«Abrí los ojos y me di cuenta de que estaba viva»

El acusado. / J. monzó
El acusado. / J. monzó

Una víctima de violencia machista declara entre lágrimas en el juicio contra el joven que le dio una paliza y la violó en la Gran Vía Ramón y Cajal de Valencia

J. MARTÍNEZVALENCIA.

Una víctima de violencia machista declaró ayer detrás de un biombo en el juicio contra el hombre que le propino una brutal paliza y la agredió sexualmente en Valencia. La joven revivió los hechos y explicó entre lágrimas cómo su expareja le propinó puñetazos y patadas, le agarró del cabello para arrastrarla por el suelo y la violó tras intentar estrangularla. El procesado se enfadó con la víctima porque estaba mirando el móvil, la golpeó e insultó por celos y le gritó que debía satisfacerle porque él quería mantener relaciones sexuales.

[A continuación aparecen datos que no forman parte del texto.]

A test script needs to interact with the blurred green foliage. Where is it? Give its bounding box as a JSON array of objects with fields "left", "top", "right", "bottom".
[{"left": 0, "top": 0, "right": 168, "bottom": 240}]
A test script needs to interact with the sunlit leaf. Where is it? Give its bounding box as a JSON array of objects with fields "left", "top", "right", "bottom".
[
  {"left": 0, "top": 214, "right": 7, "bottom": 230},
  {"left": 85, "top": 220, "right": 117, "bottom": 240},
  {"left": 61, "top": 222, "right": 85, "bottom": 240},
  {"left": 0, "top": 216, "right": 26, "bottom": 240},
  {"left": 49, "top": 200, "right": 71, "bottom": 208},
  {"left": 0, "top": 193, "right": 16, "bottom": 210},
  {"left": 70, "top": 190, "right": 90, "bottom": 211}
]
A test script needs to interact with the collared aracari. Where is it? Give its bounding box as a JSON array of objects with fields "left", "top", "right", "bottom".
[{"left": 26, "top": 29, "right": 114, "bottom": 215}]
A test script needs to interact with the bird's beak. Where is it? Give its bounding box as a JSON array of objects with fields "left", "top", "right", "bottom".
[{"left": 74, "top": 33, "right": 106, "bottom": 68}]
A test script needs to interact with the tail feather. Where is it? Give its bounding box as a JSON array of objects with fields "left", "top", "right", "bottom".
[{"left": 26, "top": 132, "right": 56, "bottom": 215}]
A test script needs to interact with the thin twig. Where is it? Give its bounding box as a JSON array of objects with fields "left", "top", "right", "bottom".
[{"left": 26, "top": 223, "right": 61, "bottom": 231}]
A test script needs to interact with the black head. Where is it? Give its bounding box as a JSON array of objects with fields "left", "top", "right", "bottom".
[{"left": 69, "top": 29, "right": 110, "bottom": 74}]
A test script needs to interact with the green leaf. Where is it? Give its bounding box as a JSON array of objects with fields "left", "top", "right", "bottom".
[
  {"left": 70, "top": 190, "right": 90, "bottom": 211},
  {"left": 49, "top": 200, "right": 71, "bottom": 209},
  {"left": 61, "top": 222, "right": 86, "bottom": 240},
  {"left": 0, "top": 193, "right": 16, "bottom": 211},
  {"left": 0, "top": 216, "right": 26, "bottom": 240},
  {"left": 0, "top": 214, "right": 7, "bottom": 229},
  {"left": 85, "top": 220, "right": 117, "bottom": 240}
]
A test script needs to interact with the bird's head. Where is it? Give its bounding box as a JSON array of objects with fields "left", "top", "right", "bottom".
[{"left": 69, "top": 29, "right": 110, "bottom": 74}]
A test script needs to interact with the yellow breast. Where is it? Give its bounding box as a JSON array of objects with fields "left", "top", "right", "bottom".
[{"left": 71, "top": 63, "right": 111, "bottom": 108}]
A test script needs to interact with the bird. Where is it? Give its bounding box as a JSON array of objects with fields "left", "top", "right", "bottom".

El joven peruano reconoció los hechos ocurridos en su domicilio en la avenida de Ramón y Cajal después de una noche de fiesta, aunque declaró que estaba drogado cuando agredió a su expareja el 9 de diciembre de 2017. Tras la brutal paliza, la víctima se quedó dormida. «Abrí los ojos y me di cuenta de que estaba viva», manifestó con voz temblorosa. La mujer afirmó que no ofreció resistencia cuando el individuo la forzó, porque temía que él la matara si ella no accedía. Además, la víctima apenas se podía mover por el dolor tras los golpes recibidos.

Horas más tarde, el acusado permitió a su expareja acudir al Hospital Doctor Peset, pero él la acompañó y le obligó a grabar un audio donde ella aseguraba que las heridas que tenía se debían a una caída en la bañera. Poco después, la joven contó la verdad a un médico cuando el agresor no estaba delante. La Fiscalía pide para el procesado 17 años de prisión por los delitos de coacciones, lesiones, agresión sexual y vejaciones leves.